Recipe 8 Reading a “Traditional” JSON Data File With Drill & R
8.1 Problem
You have a “traditional” (i.e. not ndjson) JSON data file and want to read and query it with Drill and R.
8.2 Solution
Put the file into an accessible directory by Drill and query it with R, perhaps some SQL, and sergeant
.
8.3 Discussion
There are two main “flavours” of JSON data files. The first is “traditional” JSON where a file contains a JSON object. Said object can be very complex and have a great deal of nested bits in it, but it is still a file with one JSON object. Newline-delimited JSON (a.k.s. “JSON Lines” or “ndjson”) compacts a JSON object onto one line and stores one object after another on separate lines, delmited by a newline character.
“Traditional” JSON is generally something you’d get from an API call, but there are plenty of JSON data files in this format that you may come across or even have on hand. Streaming JSON (“ndjson”, from now on) will be covered in a future recipe.

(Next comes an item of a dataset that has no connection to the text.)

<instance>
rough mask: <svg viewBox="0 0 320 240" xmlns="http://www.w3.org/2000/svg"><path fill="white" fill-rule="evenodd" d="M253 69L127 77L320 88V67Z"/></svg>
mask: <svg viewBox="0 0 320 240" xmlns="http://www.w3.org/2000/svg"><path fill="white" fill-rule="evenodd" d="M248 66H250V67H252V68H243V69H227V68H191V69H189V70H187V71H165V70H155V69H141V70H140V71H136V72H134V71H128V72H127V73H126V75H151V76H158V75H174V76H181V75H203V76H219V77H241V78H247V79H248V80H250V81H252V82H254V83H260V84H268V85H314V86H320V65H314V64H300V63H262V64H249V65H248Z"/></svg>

A good example of a “traditional” JSON file lies in the National Vulnerability Database (NVD) Feeds16. Pull the one for 2017, https://static.nvd.nist.gov/feeds/json/cve/1.0/nvdcve-1.0-2017.json.gz, and remember to store it in your ~/Data
directory.
This is what the first portion of the file looks like:
{
"CVE_data_type": "CVE",
"CVE_data_format": "MITRE",
"CVE_data_version": "4.0",
"CVE_data_numberOfCVEs": "13636",
"CVE_data_timestamp": "2018-03-25T07:01Z",
"CVE_Items": [
{
"cve": {
"data_type": "CVE",
"data_format": "MITRE",
"data_version": "4.0",
"CVE_data_meta": {
"ID": "CVE-2017-0001",
"ASSIGNER": "cve@mitre.org"
},
"affects": {
"vendor": {
"vendor_data": [
{
"vendor_name": "microsoft",
"product": {
"product_data": [
{
"product_name": "windows_10",
"version": {
"version_data": [
{
"version_value": "-"
},
{
"version_value": "1511"
},
{
There are some informational fields at the beginning, but all the data is in a big JSON array under CVE_Items
. You can take a look at the NVE CVE JSON Schema17 and the CVE JSON Schema18 to get a feel for the organizational structure of each record.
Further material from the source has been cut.